Mein Leben war sein Todt / sein Todt war mir mein Leben /
Nur geb' ich wieder Ihm / was Er mir hat gegeben.
    Er lebt durch meinen Todt. Mir sterb' ich täglich ab.
    Der Leib / mein Irdnes Theil / der ist der Seelen Grab.
Er lebt nur auff den schein. Wer ewig nicht wil sterben.
Der muß hier in der Zeit verwesen und verderben /
    Weil er noch sterben kan.

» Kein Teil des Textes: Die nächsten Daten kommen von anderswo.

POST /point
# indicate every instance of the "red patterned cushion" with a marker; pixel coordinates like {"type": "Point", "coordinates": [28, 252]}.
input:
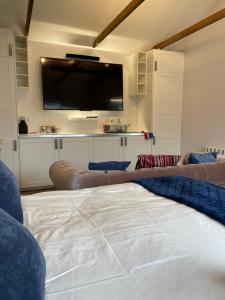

Der Todt / der Geistlich heisst /
    Der ist als denn zu spat / wann uns sein Freund hinreisst /
Der unsern Leib bringt ümm. HERR / gieb mir die Genade.
Daß dieses Leibes-Brauch nicht meiner Seelen schade.
    Mein Alles und mein Nichts / mein Leben / meinen Todt /
    Das hab' ich bey mir selbst. Hilffst du / so hats nicht noth.
Ich wil / ich mag / ich sol / ich kan mir selbst nicht rahten /
Dich wil ichs lassen thun. du hast bey dir die Thaten.
    Die Wünsche thu ich nur. Ich lasse mich gantz dir.
    Ich wil nicht meine seyn. Nim mich nur / gieb dich mir.